Cevap :
Günümüz kent koşullarında yoğun iş telaşı, stres, çoluk-çocuk ve geçim derdiyle uğraşırken bazı değerlerimizi hızla kaybettiğimizin farkında mıyız?
Zaman zaman eski mahallemizi, oradaki dostluğu, annelerimiz defalarca çağırana kadar oynadığımız oyunları özlemiyor muyuz?
Çocukluğunda sokakta oynadığı oyunları hatırlayınca mutlu olmayanımız var mıdır? Ne zaman oyun söz konusu olsa biz büyükler "Nerede bizim çocukluğumuzdaki oyunlar!" der, anlatmaya başlarız ya.
Peki, şimdiki çocuklar bu oyunların hangilerini oynuyor? Hatta bırakın oynamayı, hangilerini biliyor? Zihinsel, bedensel gelişimi sağlayan, iletişimi öğreten, paylaşımı geliştiren eski oyunlarımız yaşam tarzımızın teknolojiye yenik düşmesi sonucunda sönmeye yüz tutarak kayboluyor.
Çocukluğumuzdaki oyunlar, işbirliğini, paylaşmayı, uyumu öğretirdi. Her şeyden önemlisi mutluluk getirirdi.

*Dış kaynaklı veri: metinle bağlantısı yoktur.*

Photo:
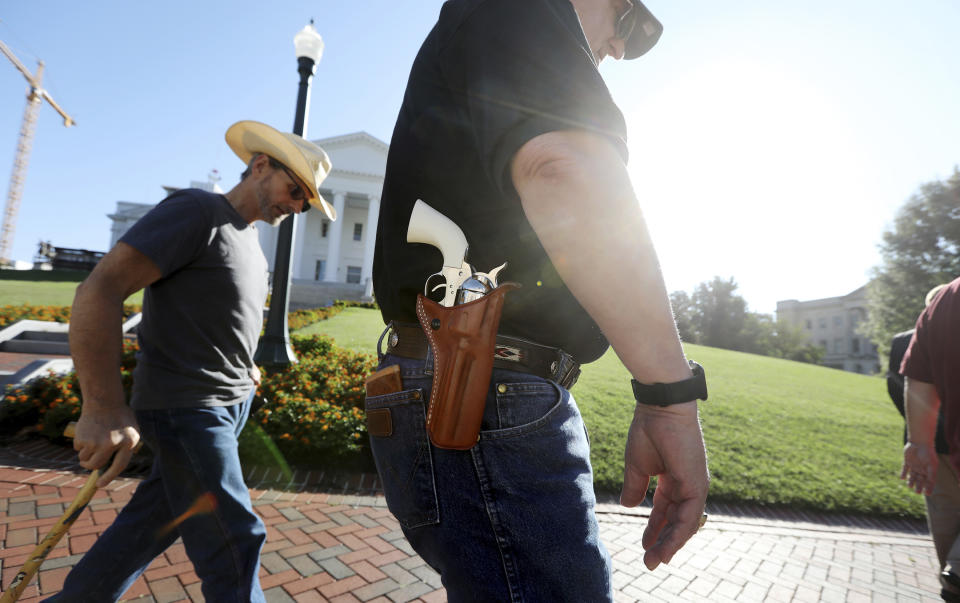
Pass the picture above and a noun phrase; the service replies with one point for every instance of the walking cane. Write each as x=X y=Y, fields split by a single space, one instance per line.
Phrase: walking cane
x=29 y=570
x=25 y=575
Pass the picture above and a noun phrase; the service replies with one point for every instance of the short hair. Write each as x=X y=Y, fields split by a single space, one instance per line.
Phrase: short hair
x=273 y=163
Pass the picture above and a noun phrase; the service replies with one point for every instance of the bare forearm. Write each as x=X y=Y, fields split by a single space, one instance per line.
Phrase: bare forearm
x=587 y=218
x=922 y=404
x=95 y=343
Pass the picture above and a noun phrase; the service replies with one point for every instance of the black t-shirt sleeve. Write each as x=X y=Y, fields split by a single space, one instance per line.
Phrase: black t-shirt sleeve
x=525 y=69
x=172 y=234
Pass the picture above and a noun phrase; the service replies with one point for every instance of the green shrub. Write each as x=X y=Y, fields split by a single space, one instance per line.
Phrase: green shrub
x=52 y=401
x=315 y=407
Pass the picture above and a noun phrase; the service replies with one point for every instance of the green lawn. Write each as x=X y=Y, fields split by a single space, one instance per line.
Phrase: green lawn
x=777 y=432
x=57 y=291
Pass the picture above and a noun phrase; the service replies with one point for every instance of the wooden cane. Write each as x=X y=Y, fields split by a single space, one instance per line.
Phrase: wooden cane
x=29 y=570
x=26 y=574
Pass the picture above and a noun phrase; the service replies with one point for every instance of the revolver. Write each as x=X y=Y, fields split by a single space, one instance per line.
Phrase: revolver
x=462 y=283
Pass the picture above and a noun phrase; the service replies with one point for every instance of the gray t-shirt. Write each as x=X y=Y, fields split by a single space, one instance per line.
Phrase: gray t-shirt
x=202 y=318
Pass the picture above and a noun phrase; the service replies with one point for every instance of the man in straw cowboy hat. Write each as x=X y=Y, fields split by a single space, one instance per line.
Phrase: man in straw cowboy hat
x=198 y=256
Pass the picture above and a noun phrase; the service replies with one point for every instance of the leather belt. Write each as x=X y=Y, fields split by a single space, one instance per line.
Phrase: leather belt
x=511 y=353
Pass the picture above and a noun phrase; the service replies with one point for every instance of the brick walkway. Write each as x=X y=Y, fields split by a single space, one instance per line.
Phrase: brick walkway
x=343 y=545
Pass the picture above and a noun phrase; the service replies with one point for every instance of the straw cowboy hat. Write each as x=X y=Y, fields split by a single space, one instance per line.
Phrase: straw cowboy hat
x=305 y=159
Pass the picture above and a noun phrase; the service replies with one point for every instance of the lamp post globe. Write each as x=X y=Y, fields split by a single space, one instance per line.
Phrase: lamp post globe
x=274 y=347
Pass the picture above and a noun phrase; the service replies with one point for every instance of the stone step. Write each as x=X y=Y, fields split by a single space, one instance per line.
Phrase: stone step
x=61 y=336
x=28 y=346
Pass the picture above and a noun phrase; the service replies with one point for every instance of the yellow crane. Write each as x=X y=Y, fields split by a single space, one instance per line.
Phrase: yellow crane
x=35 y=97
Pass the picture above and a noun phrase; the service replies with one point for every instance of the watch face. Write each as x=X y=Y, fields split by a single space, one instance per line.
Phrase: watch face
x=665 y=394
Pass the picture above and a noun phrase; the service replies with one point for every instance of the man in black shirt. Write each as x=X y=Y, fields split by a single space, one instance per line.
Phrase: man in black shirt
x=508 y=129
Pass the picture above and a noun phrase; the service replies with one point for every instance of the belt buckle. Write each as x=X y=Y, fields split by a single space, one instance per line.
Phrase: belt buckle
x=564 y=370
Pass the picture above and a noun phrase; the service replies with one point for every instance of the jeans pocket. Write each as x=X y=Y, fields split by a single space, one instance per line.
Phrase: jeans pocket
x=524 y=406
x=401 y=451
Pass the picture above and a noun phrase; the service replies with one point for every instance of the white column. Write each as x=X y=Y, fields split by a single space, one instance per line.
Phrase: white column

Oysaki şimdiki oyunlar artık daha bireysel, bencil ve ruhsuz.
Bilgisayarda oyun oynayan veya televizyondan gözlerini ayırmayan çocuğumuza baktığımızda “Nasıl kurtarırım?” düşüncesi hepimizde yok mu?

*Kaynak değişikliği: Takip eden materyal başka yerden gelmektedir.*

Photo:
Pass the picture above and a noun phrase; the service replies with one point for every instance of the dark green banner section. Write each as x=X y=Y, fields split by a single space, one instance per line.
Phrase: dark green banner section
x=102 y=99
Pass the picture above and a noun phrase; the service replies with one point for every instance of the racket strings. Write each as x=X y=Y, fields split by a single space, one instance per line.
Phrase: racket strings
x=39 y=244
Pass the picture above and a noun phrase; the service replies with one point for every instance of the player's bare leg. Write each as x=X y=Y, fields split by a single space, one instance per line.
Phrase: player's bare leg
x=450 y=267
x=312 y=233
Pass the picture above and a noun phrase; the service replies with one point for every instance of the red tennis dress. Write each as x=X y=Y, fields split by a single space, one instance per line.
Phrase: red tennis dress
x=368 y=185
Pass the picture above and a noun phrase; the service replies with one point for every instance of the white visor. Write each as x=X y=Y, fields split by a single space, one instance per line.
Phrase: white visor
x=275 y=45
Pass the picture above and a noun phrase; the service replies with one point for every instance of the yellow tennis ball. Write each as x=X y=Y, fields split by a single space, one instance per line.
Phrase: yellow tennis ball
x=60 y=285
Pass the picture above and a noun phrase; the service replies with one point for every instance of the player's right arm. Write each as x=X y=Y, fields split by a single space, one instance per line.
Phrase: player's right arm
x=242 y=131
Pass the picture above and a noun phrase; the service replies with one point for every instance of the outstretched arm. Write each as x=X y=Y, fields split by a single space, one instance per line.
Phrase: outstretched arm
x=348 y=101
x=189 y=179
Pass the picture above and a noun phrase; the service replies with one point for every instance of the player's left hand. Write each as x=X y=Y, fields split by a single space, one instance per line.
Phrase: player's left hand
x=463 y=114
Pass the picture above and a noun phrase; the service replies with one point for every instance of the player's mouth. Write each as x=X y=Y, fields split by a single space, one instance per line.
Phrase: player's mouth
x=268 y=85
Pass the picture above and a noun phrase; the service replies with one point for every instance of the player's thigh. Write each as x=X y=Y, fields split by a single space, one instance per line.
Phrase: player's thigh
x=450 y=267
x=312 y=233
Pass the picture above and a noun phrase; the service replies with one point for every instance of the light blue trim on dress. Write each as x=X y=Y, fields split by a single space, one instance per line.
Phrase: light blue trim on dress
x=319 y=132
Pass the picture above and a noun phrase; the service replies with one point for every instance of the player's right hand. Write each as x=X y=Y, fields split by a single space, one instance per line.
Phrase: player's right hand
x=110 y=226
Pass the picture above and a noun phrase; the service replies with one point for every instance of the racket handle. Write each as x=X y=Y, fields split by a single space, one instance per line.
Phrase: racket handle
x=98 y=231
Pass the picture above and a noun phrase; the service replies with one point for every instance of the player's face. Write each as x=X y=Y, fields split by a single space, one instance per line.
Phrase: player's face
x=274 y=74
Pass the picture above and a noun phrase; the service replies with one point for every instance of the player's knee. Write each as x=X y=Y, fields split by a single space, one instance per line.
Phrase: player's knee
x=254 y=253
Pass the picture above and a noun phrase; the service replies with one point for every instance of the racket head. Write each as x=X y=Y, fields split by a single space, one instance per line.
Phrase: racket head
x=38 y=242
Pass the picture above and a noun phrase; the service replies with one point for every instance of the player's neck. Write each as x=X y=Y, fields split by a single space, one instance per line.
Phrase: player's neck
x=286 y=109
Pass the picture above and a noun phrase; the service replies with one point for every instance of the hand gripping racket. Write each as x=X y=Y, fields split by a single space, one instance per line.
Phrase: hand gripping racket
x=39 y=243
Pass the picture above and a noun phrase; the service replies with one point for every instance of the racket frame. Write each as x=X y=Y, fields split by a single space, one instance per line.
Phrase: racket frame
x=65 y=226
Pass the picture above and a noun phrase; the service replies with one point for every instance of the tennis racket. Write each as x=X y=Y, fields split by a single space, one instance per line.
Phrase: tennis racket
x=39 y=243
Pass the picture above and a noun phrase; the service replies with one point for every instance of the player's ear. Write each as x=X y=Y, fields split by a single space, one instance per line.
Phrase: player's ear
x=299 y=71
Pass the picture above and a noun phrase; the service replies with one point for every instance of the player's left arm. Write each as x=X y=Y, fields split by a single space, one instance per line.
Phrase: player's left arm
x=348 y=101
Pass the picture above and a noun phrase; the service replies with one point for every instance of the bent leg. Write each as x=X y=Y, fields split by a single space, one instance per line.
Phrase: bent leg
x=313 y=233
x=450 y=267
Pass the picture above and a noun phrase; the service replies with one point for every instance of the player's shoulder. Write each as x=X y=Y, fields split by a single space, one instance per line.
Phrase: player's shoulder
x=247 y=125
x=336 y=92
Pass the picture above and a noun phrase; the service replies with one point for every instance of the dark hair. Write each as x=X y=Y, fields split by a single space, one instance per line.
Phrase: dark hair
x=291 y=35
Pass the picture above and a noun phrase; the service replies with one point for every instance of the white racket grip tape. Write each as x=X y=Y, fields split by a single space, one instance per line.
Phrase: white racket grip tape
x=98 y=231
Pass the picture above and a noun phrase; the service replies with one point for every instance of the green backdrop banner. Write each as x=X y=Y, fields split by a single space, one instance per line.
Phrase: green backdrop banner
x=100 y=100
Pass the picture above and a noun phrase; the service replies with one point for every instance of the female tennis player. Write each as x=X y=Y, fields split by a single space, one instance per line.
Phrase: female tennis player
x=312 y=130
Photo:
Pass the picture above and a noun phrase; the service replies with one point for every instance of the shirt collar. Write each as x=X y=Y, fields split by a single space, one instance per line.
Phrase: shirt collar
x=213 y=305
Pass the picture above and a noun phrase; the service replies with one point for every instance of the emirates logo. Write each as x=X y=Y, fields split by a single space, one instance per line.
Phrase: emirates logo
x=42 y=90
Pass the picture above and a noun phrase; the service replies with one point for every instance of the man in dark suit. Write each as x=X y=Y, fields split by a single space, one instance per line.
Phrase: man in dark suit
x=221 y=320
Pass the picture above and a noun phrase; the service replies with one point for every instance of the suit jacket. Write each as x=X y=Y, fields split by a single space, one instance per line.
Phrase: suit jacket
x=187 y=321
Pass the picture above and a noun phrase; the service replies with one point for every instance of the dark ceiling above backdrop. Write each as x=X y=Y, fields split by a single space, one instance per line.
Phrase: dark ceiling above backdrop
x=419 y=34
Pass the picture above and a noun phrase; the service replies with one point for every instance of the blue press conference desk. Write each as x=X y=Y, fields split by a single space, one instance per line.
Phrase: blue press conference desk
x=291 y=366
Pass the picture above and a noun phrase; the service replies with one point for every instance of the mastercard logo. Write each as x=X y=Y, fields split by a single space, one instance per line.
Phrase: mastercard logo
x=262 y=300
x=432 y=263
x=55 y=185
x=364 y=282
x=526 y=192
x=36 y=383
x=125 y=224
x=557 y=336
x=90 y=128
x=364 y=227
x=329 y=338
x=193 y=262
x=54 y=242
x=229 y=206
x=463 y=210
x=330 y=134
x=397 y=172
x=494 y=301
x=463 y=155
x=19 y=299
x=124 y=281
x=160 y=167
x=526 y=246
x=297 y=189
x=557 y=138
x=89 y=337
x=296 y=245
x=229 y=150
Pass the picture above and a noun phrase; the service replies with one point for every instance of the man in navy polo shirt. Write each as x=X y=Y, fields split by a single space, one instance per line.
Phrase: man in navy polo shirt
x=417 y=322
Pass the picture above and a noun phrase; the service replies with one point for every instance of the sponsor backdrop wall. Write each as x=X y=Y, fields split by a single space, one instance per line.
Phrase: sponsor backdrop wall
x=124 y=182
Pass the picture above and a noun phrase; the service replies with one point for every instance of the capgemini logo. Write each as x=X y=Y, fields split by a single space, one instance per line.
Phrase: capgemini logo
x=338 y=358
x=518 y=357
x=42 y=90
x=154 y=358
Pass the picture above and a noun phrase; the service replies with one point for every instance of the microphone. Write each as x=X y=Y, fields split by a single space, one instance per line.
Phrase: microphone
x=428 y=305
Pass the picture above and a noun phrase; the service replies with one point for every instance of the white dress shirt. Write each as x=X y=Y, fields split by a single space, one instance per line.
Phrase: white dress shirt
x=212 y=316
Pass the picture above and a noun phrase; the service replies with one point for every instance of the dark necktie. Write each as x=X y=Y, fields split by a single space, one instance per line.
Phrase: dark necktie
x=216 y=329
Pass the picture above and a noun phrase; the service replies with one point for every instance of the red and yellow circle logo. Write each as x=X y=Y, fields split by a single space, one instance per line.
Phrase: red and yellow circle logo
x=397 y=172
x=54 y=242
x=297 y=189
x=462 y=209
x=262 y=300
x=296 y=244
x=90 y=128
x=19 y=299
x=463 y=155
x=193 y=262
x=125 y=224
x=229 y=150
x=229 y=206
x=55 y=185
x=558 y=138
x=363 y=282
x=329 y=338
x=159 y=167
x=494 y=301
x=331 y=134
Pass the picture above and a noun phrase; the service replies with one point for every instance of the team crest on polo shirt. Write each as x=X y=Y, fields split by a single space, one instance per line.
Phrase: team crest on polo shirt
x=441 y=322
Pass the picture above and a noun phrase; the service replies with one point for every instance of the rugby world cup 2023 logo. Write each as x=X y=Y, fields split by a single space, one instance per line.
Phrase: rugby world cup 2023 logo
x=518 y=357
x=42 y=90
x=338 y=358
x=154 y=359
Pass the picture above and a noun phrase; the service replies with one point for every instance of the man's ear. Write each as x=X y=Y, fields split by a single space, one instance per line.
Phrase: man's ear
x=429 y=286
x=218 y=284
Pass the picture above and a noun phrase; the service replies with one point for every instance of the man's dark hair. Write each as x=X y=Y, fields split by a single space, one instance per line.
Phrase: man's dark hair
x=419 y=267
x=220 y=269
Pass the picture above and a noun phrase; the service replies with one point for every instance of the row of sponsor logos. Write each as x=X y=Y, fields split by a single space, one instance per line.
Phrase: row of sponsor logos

İnternet, atari ve plastik oyuncaklarla vakit geçiren çocukların a-sosyal kişilik kazandığına şahit oluyoruzdur hepimiz.
Elimizde ekmek arası salça ile oyun alanlarımıza koşarken, kalbimizdeki heyecanı, titreşimi hangi bilgisayar verebilir ki?
Bu girizgahtan sonra soralım.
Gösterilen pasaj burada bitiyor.